Along with this, write on a simpler level, around eighth grade English, because that’s about the point where translation to other languages smoothly reaches its limit.
#2 – Be Smart with Images
Avoid text in images where possible (as this will be a nuisance to alter for translation). Along with this, be selective of the imagery used, as gestures, symbols and cultural references will be lost on people from other parts of the world and serve to confound the process.
#3 – Be Wise with Text Formatting
Not all languages use Roman letters (in fact more don’t than do), so the first thing to remember is to build your text encoding around the Unicode system which handles an extended set of symbols that covers most living languages. Along with this, and programmers are no strangers to this, rasterize your text where being used in scripts, as string resources or tables that are easy to find and edit, without mauling the rest of the design to fix and interpret them. Avoid any embedded text within scripts and stick to these tables as much as possible!

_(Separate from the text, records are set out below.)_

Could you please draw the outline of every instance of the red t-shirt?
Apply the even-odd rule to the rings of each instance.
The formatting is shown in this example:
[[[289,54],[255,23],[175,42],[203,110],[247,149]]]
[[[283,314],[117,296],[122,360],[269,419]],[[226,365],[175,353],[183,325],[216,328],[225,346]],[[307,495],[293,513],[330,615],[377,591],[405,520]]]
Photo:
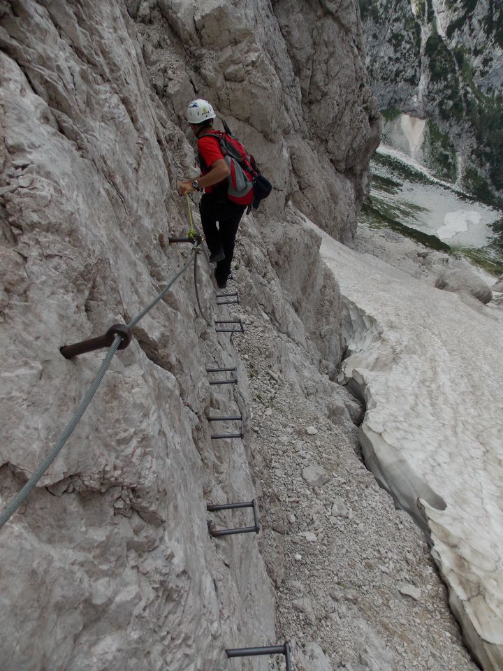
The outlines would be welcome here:
[[[220,149],[220,143],[218,138],[214,135],[204,135],[198,140],[198,152],[205,164],[205,168],[201,166],[201,174],[205,175],[208,171],[211,170],[211,166],[219,159],[223,159],[224,154]],[[211,187],[205,187],[205,192],[210,194],[214,187],[218,187],[226,180],[222,180],[217,184],[214,184]]]

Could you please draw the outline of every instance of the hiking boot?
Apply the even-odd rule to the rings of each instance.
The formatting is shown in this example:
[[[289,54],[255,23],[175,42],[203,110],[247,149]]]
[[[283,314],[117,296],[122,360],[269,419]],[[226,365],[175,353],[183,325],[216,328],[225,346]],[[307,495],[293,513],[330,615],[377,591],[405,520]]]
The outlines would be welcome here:
[[[210,264],[217,264],[219,261],[224,261],[224,259],[225,254],[223,250],[219,250],[218,252],[215,252],[214,254],[210,254]]]

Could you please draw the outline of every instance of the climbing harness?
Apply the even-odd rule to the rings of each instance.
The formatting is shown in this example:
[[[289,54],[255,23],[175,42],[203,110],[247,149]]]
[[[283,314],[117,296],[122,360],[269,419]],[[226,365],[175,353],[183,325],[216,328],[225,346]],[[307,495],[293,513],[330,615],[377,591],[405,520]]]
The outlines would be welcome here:
[[[189,222],[190,222],[190,225],[189,226],[189,233],[187,235],[191,240],[194,240],[197,235],[197,231],[196,230],[194,224],[194,219],[192,219],[192,210],[191,210],[189,194],[185,194],[185,198],[187,199],[187,210],[189,210]]]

#4 – Be Aware of Text Scale
Be aware in placement of text fields and form layouts for training materials that translations can often be much longer than their English counterparts. In some cases, it can be less, but it’s always better to have unused space than concatenation and scaling issues due to text being too big for its allotted region of a document.
#5 – Avoid Hardcoded Typefaces
While most written languages have font counterparts to those available for English, they often don’t implement as well in other symbol sets. As a result, it’s a good idea to tabulate the formatting of typefaces and color schemes so that the translator can pick the best color and typeface to suit the culture and the intrinsic structure of the linguistic symbols being used.
Translating training materials is all about being considerate of the needs of translation when designing the materials. And, as we can see, the biggest rule of thumb is to overestimate spacing, be culturally neutral with visuals, and centralize the formatting and text so that it’s easy to change it without messing with the body of the document or any scripts being used.